The Good, The Bad, The Ugly

An honest look at the perks and downsides of my creative business.

How many of you experienced the feeling of looking at another creative entrepreneur’s social media and thought “wow they’re business must be thriving.” Online it can appear as if creative entrepreneurs and freelancers drink latte’s all day and leave work early to go to the beach. What with all my pictures of palm trees I wouldn’t be surprised if someone thought that all I do is hang out at the beach all day long. Well today I’m going to give you a true behind the scenes look at the real perks and downsides of owning my own creative business.
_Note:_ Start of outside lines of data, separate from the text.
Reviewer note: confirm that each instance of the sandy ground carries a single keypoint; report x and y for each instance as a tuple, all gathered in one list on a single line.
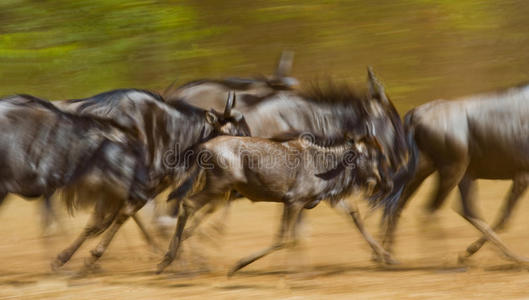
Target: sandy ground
[(333, 260)]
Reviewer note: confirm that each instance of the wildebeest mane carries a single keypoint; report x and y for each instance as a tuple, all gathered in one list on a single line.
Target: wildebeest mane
[(231, 82), (113, 97), (30, 100), (333, 92), (318, 140)]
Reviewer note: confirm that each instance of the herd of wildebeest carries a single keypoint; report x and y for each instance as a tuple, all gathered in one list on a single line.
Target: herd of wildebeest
[(272, 139)]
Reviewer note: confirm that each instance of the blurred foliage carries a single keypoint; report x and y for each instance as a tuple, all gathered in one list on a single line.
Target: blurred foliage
[(422, 49)]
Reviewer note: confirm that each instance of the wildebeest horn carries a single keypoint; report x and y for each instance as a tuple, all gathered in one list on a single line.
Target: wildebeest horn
[(285, 64), (237, 115), (375, 87), (230, 103)]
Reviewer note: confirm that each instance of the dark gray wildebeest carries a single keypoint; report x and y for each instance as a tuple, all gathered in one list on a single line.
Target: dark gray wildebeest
[(299, 173), (478, 137), (45, 149), (329, 110), (211, 93), (166, 133)]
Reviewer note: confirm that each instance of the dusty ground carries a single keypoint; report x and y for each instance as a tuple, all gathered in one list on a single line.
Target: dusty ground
[(332, 261)]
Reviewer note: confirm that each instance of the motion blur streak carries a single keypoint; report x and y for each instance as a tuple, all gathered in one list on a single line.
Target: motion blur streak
[(421, 50)]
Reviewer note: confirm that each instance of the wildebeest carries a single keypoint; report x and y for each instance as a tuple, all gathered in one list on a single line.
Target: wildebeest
[(211, 93), (327, 110), (298, 173), (330, 110), (166, 132), (478, 137), (45, 149)]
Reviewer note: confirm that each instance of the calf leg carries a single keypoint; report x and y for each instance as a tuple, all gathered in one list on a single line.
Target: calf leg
[(146, 235), (353, 211), (469, 214), (290, 216), (425, 169), (519, 186), (127, 211), (190, 206), (96, 224)]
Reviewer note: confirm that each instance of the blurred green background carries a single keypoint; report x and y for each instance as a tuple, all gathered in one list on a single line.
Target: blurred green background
[(422, 49)]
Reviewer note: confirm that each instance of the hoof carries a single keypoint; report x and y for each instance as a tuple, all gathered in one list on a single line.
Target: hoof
[(462, 258), (389, 260), (56, 264), (163, 264)]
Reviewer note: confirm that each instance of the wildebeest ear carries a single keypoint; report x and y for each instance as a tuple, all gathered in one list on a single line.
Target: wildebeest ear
[(230, 103), (375, 88), (284, 66), (211, 117), (237, 115)]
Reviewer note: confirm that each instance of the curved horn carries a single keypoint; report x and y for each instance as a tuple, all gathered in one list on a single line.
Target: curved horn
[(375, 87), (230, 103), (285, 64)]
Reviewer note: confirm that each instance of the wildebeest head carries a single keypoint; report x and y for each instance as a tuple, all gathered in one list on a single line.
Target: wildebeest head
[(385, 122), (230, 122), (372, 170), (211, 93)]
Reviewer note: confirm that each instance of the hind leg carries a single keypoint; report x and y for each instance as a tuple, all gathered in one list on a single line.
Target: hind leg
[(424, 170), (286, 233), (96, 224), (127, 211), (519, 186), (190, 206), (378, 250), (469, 214), (145, 233)]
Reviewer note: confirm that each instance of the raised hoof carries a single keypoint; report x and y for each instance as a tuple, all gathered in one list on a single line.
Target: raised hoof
[(232, 272), (463, 258), (56, 264), (164, 264)]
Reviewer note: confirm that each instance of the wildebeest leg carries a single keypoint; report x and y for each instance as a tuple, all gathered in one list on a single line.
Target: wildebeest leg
[(198, 219), (198, 200), (146, 235), (519, 186), (290, 216), (469, 214), (96, 224), (424, 170), (128, 210), (353, 211), (449, 176)]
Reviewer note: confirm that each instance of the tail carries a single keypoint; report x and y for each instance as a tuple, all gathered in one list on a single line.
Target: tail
[(402, 176), (180, 193)]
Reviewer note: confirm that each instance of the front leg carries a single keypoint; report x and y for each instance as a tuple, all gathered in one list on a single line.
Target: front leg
[(124, 214), (381, 253)]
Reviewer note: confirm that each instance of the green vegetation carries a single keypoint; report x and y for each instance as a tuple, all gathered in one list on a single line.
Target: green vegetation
[(71, 48)]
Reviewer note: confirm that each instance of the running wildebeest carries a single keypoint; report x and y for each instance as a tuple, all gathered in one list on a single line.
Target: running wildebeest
[(211, 93), (45, 149), (296, 172), (166, 132), (478, 137), (329, 111)]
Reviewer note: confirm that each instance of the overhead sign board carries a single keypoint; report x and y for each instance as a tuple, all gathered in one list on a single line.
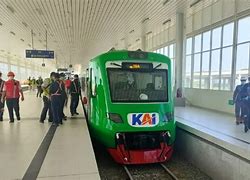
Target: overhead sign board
[(40, 54), (62, 69)]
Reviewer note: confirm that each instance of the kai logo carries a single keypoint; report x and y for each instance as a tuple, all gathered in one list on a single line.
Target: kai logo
[(143, 119)]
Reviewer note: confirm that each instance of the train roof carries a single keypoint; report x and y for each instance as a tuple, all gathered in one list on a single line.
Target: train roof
[(124, 54)]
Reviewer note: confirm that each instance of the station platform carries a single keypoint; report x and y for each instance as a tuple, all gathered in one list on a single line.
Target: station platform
[(212, 141), (31, 150)]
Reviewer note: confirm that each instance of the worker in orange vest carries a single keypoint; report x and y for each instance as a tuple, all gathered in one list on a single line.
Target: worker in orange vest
[(11, 92)]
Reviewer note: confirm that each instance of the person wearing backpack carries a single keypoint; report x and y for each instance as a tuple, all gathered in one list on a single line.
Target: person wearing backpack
[(46, 100), (75, 92), (1, 93), (11, 93), (56, 91)]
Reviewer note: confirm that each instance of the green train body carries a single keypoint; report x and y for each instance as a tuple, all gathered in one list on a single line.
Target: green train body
[(129, 98)]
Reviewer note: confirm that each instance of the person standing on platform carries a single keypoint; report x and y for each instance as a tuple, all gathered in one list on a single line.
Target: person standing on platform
[(75, 91), (246, 100), (56, 99), (11, 92), (67, 85), (46, 100), (33, 83), (239, 112), (1, 93), (39, 83), (64, 95)]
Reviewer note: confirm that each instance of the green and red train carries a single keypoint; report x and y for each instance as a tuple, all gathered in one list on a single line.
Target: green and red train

Feel free to comment below if your perks and downsides are similar to mine, I’d love to know I’m not alone!


  • I get to work with dreamy clients and do what I love.
  • On occasion I get paid for drawing whatever I want.
  • I determine my own schedule.
  • My office, my rules.
  • I decide which projects to take on and who I want to work with.
  • I take breaks at the beach whenever I want.
  • Owning my own creative studio makes me seem more interesting and is a great conversation starter.
  • I can take time off whenever I want.
  • I get to be involved in all aspects of my business.
  • At previous jobs I was seen as only the graphic designer but with Little Trailer Studio my clients trust my business advice and really respect my expertise.
  • I help other creative entrepreneurs create their dream businesses.
  • I get to collaborate with other creatives.
  • I learn something new everyday (or at least every other day).
  • I’m testing my strengths (and weaknesses) more than I have at any of my previous jobs.
  • My coffee dates (among other things) are all tax write-offs.
  • Seeing my clients’ face light up when I show them their new brand identity/website really makes my day.
  • My errands include going to the art store, networking with other #girlbosses, going to museum exhibits.
  • I’m creating something that is truly mine — my successes are my own and my failures are my own.
  • This is my favorite job position I’ve ever had.


  • Sometimes those dreamy clients aren’t always that dreamy.
  • The amount of projects I get are inconsistent.
  • I don’t always charge what I know I’m worth.
  • Since I’m a one-person-show I have to play art director, graphic designer, web developer, SEO master, among others so feeling like I have to know how to do everything can be exhausting.
  • There is no one but me to hold myself accountable.
  • I have to do things I don’t enjoy like cold emailing and negotiating contracts.
  • The whole idea of “I can work wherever I want” hasn’t proven to be successful for me yet.
  • I get to determine my own schedule but I usually stick to a regular 9–5 schedule.
  • I am not a marketing guru.
  • It can be difficult not to obsess over numbers and metrics.
  • My errands include being on the phone with the internet company, my bank, and other folks I don’t really care to talk to.
  • I really miss having an IT person to fix my tech problems.
  • Worrying about doing my taxes for fear that I’ll owe money (money I don’t have).
  • Success is a twistier-turnier journey than I thought it’d be.


  • Checking my mailbox daily for the last two weeks, waiting for a $2k check from a project I worked on months ago.
  • My gorgeous Instagram photos don’t always translate to clients and paychecks.
  • My salary is lower than what it was at my last job.
  • Accepting failed projects and learning from them.